Militants had a variety of uses for kidnapping, PICSS said: bargaining with the government, seeking concessions, settling scores with rival militant groups and establishing their writ in certain pockets, it added.

"Military operation Zarb-e-Azb destroyed the command and control centre of Tehreek-e-Taliban Pakistan (TTP), al-Qaeda and their allied groups in North Waziristan, while security forces' intelligence-based operations in Karachi, Quetta, Rawalpindi, Lahore and other cities dealt a blow to the might and network of the militants," Abdul Khan, managing director of PICSS, told Pakistan Forward. "That led to a sharp drop in kidnapping cases."

The army launched Zarb-e-Azb in North Waziristan in June 2014. It continues today.

The TTP abducted residents of major cities like Peshawar, Karachi and Islamabad to raise money, Khan of PICSS said.
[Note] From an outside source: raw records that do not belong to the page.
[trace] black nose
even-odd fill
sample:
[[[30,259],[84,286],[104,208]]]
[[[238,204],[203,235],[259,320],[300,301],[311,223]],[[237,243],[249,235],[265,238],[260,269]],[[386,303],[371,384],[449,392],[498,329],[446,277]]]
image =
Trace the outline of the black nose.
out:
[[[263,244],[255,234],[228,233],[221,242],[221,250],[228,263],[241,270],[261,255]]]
Ransoms in some cases reached millions of rupees.

In some cases, brutal militants kidnapped more than 20 victims at a time and killed those whose loved ones could not raise the ransom, he said.

Now, with troops eliminating their ability to kidnap at will, the militants find their funding choked off, he added.

Other funding sources are choked off

One alternative, bank robberies, has become more difficult too, observers say.

"Militants robbed banks in Karachi to raise money for militancy, but the Karachi operation eliminated this source of income for the terrorists," Karachi-based security analyst Col. (ret.) Mukhtar Ahmed Butt told Pakistan Forward.

The para-military Rangers in September 2013 began a city-wide crackdown that continues today.

That operation wiped out militant strongholds in Karachi and minimised their ability to perpetrate kidnappings, he said.

However, keeping up the momentum requires security personnel and the government to allocate more resources and to step up co-ordination, he said.

In long-suffering Karachi, which endured kidnappings and other terrorism for years, residents welcome the improvement in security.

"The business community is feeling relieved after the crackdown on kidnappers and militants who used to extort money from businesspersons," said Rozina Jalal, chairwoman of the Federation of Pakistan Chambers of Commerce and Industry (FPCCI) committee on social security and special tasks.

"The Karachi operation has eliminated [those] networks of militants and gangsters," she said.

Street crimes against businesswomen, such as robberies, have declined significantly because of the progress in securing Karachi, she said.

FPCCI representatives frequently confer with security officials on ways to tighten security even more, she added.